If so do I need to do any preparatory work to the chisselled out wall prior to the application of Synthaprufe? The instructions are silent on this issue. The current wall surface is very friable and powdery (efflorescence?) and my concern is that if I do chisel out the plaster then the surface left will be too friable for the Synthaprufe to adhere to.

In some areas the finish top coat is no longer adhering to the underlying bonding. Part of me wants to just hack it all back to the (probably) rotten oak sole plates but don't want to make unnecessary work for myself.

Last question. The instructions refer to blinding the final coat with sharp sand. 'Blinding'...does this mean throwing sand onto the still-wet Synthaprufe to provide a key for subsequent plastering?

What would you guys do?


----------



## jasonB (13 Aug 2006)

I would take off all the plaster as any that is left behind the synthaproof will be subject to moisture. Give the wall a good wirebrushing to remove as much loose material as possible before coating.

Blinding means as you say throwing dry coarse sharp sand at the wall to give a key. I would be tempted to render and set rather than use bonding and finish.

PS don't use your best paint brush to apply the synthaproof :wink: 

Jason


----------



## RogerS (13 Aug 2006)

jasonB":3cwr76m2 said:


> to render and set
> Jason



Thanks Jason.

Render and set? Cement render I think I understand but 'set'?

Many thanks

Roger


----------



## jasonB (13 Aug 2006)

Coat of finish plaster on the render scratch coat.

Jason


----------



## RogerS (13 Aug 2006)

Thanks, Jason...


----------



## RogerS (18 Aug 2006)

OK - hacked off the plaster to reveal, as suspected, very soggy sole plate. Now I'm not going to replace that but I'll chop off all the rotten oak.

Usually I would then liberally pour a load of Cuprinol anti-wet rot stuff all over it but would this affect the Synthaprufe?

Many thanks

Roger


----------



## jasonB (18 Aug 2006)

Give the 5star wood treatment a week to allow any solvents to evaporate and you should be OK.

I would be worried about treating a wall with wood in it in the way you suggest, by covering it in synthaproof you will be sealing in any moisture that is traveling up from the ground. Better to go for a breathable finish or insert a DPC below the timber sole plate. I had assumed you were talking about a masonary wall in my earlier replys.

Jason


----------



## RogerS (18 Aug 2006)

Well the sole plate has been there for about 300 years.

In an ideal world I would excavate footings, insert a DPC, replace with a new sole plate and carry on from there. Somehow I don't think that I'll be going down that route....otherwise we'd end up doing the rest of the place in the same way and then when would I get time for woodworking!

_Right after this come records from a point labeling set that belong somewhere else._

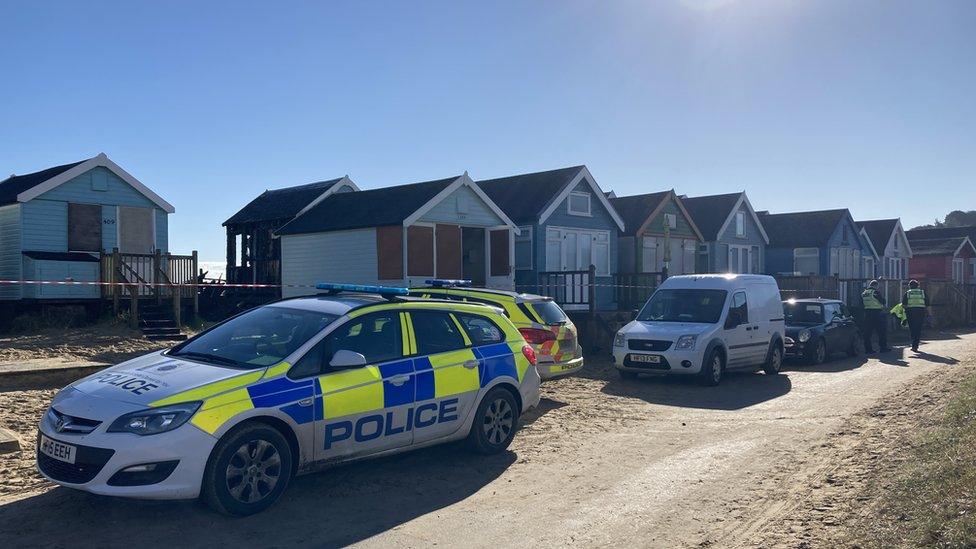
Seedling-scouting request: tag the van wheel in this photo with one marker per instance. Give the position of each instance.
(248, 470)
(495, 422)
(774, 362)
(712, 370)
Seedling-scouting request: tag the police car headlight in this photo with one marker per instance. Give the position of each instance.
(686, 343)
(155, 420)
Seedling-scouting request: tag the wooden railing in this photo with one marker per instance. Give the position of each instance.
(156, 276)
(264, 271)
(571, 289)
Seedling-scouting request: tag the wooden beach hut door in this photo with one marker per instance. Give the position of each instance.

I know it's not ideal to seal in the moisture but it's not particularly load bearing where it's rotten-ish. It's an internal wall and I like the idea of breather paper..even to the extent of leaving the other side exposed (as it goes into the utility area) and so allowing the sole plate to dry out (maybe..be a long time I reckon) but I reckon the smell of damp rotten wood will be too offputting.


----------